Especially modifying both the decision boundary and the feature distribution or class balance and class-conditional feature distribution at the same time lead to particularly complex distribution shifts.

Synthetic corruptions

Corrupted toy dataset.

Corruption API

Here is a brief overview of the functions available in the corruption module:

  • make_weak_labels(): Adds weak labels to a dataset by learning a classifier on a subset of the dataset and using its predictions as a new label.

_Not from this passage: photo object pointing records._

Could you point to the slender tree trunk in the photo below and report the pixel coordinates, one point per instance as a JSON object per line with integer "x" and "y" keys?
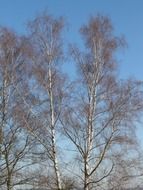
{"x": 54, "y": 152}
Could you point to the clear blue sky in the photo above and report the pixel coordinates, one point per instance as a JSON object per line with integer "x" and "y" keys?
{"x": 126, "y": 15}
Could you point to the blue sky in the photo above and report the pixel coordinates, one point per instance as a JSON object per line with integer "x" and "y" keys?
{"x": 126, "y": 16}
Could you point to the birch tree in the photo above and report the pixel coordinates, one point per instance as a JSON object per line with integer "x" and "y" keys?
{"x": 45, "y": 34}
{"x": 101, "y": 119}
{"x": 14, "y": 141}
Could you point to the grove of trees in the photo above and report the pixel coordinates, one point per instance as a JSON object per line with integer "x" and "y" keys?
{"x": 58, "y": 133}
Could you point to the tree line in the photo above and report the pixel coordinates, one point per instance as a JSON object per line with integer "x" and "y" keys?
{"x": 58, "y": 133}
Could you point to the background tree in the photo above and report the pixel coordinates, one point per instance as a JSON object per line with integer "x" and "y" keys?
{"x": 15, "y": 142}
{"x": 101, "y": 119}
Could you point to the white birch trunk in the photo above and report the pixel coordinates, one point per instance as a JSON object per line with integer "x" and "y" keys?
{"x": 55, "y": 160}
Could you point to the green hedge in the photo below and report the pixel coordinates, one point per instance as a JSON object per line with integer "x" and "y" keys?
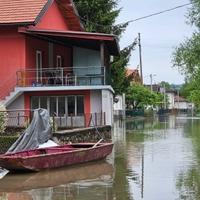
{"x": 6, "y": 142}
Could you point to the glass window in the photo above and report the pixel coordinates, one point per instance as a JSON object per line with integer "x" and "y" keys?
{"x": 80, "y": 105}
{"x": 43, "y": 102}
{"x": 34, "y": 102}
{"x": 71, "y": 105}
{"x": 61, "y": 106}
{"x": 53, "y": 106}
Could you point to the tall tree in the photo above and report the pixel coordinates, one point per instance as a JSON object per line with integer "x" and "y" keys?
{"x": 100, "y": 16}
{"x": 139, "y": 96}
{"x": 187, "y": 55}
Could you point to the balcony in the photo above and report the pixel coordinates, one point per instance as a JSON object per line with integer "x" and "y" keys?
{"x": 63, "y": 76}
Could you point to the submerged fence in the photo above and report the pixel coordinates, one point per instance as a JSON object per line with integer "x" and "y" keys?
{"x": 22, "y": 118}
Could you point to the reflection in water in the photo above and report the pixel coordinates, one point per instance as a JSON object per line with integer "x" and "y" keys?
{"x": 153, "y": 159}
{"x": 64, "y": 182}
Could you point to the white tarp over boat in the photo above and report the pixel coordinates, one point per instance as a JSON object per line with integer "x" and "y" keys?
{"x": 38, "y": 132}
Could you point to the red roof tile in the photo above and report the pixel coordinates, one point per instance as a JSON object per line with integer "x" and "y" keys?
{"x": 20, "y": 11}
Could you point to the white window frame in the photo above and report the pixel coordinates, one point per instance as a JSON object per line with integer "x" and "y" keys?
{"x": 58, "y": 61}
{"x": 38, "y": 65}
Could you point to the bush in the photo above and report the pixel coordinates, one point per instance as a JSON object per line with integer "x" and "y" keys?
{"x": 3, "y": 118}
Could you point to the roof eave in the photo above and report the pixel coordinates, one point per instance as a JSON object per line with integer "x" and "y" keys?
{"x": 43, "y": 11}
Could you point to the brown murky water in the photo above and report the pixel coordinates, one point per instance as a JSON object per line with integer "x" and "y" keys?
{"x": 153, "y": 159}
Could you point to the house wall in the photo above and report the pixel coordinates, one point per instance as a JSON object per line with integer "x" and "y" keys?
{"x": 18, "y": 104}
{"x": 96, "y": 101}
{"x": 65, "y": 52}
{"x": 32, "y": 45}
{"x": 12, "y": 58}
{"x": 86, "y": 58}
{"x": 53, "y": 19}
{"x": 86, "y": 95}
{"x": 107, "y": 106}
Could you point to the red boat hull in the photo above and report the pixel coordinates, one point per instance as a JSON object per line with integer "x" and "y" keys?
{"x": 54, "y": 157}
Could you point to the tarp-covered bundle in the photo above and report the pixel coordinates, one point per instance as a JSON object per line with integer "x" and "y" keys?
{"x": 38, "y": 132}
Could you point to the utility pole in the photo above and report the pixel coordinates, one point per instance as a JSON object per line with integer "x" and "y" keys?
{"x": 140, "y": 56}
{"x": 151, "y": 81}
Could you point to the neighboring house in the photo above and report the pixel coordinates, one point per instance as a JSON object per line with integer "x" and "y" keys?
{"x": 49, "y": 61}
{"x": 134, "y": 75}
{"x": 170, "y": 93}
{"x": 182, "y": 104}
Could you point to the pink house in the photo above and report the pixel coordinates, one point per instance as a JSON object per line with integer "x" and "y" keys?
{"x": 49, "y": 61}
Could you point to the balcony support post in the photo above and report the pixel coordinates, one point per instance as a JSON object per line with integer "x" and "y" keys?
{"x": 102, "y": 54}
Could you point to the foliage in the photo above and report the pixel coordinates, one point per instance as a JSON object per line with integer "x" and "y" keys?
{"x": 165, "y": 85}
{"x": 139, "y": 96}
{"x": 100, "y": 16}
{"x": 3, "y": 118}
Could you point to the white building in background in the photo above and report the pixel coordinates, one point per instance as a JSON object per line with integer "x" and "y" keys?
{"x": 181, "y": 103}
{"x": 170, "y": 98}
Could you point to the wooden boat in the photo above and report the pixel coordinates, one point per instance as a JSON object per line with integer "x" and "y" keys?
{"x": 54, "y": 157}
{"x": 57, "y": 177}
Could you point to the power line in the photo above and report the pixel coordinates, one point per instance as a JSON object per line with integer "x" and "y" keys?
{"x": 161, "y": 12}
{"x": 140, "y": 18}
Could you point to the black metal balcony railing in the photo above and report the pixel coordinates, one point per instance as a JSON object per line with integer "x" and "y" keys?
{"x": 75, "y": 76}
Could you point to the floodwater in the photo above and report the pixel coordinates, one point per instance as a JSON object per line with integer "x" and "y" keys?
{"x": 153, "y": 159}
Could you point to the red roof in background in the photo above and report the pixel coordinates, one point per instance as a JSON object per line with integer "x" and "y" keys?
{"x": 30, "y": 11}
{"x": 20, "y": 11}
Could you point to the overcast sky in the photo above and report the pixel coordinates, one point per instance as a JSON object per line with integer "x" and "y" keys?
{"x": 159, "y": 35}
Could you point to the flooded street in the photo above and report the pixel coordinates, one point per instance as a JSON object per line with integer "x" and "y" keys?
{"x": 153, "y": 159}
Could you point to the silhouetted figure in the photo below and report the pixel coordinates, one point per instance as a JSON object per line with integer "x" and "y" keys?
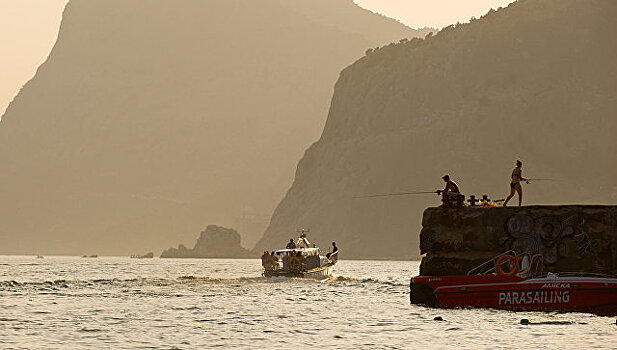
{"x": 451, "y": 189}
{"x": 515, "y": 184}
{"x": 264, "y": 258}
{"x": 303, "y": 242}
{"x": 334, "y": 250}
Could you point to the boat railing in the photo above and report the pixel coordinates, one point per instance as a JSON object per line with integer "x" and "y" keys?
{"x": 578, "y": 274}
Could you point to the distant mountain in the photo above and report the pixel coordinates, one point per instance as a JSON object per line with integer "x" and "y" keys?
{"x": 151, "y": 119}
{"x": 534, "y": 81}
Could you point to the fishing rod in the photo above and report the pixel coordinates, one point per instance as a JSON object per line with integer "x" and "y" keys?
{"x": 397, "y": 194}
{"x": 542, "y": 180}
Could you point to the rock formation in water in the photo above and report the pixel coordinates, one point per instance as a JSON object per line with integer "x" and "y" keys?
{"x": 214, "y": 242}
{"x": 570, "y": 238}
{"x": 150, "y": 118}
{"x": 534, "y": 81}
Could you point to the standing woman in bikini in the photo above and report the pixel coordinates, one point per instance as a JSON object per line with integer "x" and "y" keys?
{"x": 515, "y": 185}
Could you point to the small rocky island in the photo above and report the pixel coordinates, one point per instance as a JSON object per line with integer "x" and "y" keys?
{"x": 214, "y": 242}
{"x": 570, "y": 238}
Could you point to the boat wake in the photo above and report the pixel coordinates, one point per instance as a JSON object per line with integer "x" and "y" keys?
{"x": 183, "y": 281}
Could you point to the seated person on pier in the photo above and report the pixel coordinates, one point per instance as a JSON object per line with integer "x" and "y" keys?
{"x": 303, "y": 242}
{"x": 291, "y": 244}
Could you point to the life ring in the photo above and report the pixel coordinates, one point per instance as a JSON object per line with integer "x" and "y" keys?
{"x": 295, "y": 263}
{"x": 513, "y": 265}
{"x": 270, "y": 264}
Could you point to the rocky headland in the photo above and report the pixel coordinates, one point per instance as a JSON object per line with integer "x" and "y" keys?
{"x": 533, "y": 81}
{"x": 214, "y": 242}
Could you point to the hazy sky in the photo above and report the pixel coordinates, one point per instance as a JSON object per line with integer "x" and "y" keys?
{"x": 28, "y": 29}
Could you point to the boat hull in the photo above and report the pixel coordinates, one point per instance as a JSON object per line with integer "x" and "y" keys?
{"x": 582, "y": 294}
{"x": 319, "y": 273}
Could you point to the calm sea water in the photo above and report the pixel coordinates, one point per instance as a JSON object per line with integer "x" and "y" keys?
{"x": 122, "y": 303}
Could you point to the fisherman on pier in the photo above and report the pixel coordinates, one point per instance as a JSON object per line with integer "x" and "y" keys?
{"x": 451, "y": 195}
{"x": 515, "y": 184}
{"x": 451, "y": 189}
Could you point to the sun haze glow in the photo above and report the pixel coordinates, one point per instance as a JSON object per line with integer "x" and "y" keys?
{"x": 28, "y": 29}
{"x": 433, "y": 13}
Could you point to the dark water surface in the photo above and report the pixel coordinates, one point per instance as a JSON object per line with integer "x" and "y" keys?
{"x": 122, "y": 303}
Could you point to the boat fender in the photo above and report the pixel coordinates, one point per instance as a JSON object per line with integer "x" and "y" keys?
{"x": 512, "y": 265}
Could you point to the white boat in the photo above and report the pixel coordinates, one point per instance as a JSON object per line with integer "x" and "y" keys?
{"x": 299, "y": 262}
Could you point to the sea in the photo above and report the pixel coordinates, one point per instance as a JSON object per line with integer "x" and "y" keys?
{"x": 123, "y": 303}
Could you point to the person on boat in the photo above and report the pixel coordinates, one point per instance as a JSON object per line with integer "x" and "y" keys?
{"x": 451, "y": 190}
{"x": 334, "y": 250}
{"x": 303, "y": 242}
{"x": 515, "y": 184}
{"x": 275, "y": 259}
{"x": 264, "y": 258}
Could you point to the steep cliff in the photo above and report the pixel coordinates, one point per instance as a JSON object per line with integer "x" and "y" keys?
{"x": 152, "y": 118}
{"x": 214, "y": 242}
{"x": 534, "y": 81}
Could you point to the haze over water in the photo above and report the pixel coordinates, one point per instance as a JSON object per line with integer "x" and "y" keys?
{"x": 121, "y": 303}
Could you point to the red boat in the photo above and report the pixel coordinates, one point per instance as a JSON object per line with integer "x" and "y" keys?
{"x": 508, "y": 286}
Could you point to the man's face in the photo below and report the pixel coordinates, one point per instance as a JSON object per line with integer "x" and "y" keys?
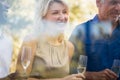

  • make_label_noise(): Adds noisy labels to a dataset by randomly corrupting a specified fraction of the labels thanks to a given noise matrix.

  • make_instance_dependent_label_noise(): Adds instance-dependent noisy labels by corrupting a specified fraction of the labels with a probability depending on the sample and a given noise matrix.

  • uncertainty_noise_probability(): Computes the probability of corrupting a sample based on the predicted class probabilities of a given classifier.

  • make_feature_dependent_label_noise(): Adds instance-dependent noisy labels by corrupting a specified fraction of the labels with a probability depending on a random linear map between the features space and the labels space.

  • make_imbalance(): Creates an imbalanced dataset by oversampling or undersampling the minority class.

  • make_sampling_biais(): Creates a sampling bias by sampling not at random a subset of the dataset from the original dataset. The sampling scheme follows a Gaussian distribution with a shifted mean and scaled variance computed from the first principal component of a PCA.

These functions can be used to artificially create biquality datasets for testing and evaluating biquality learning algorithms.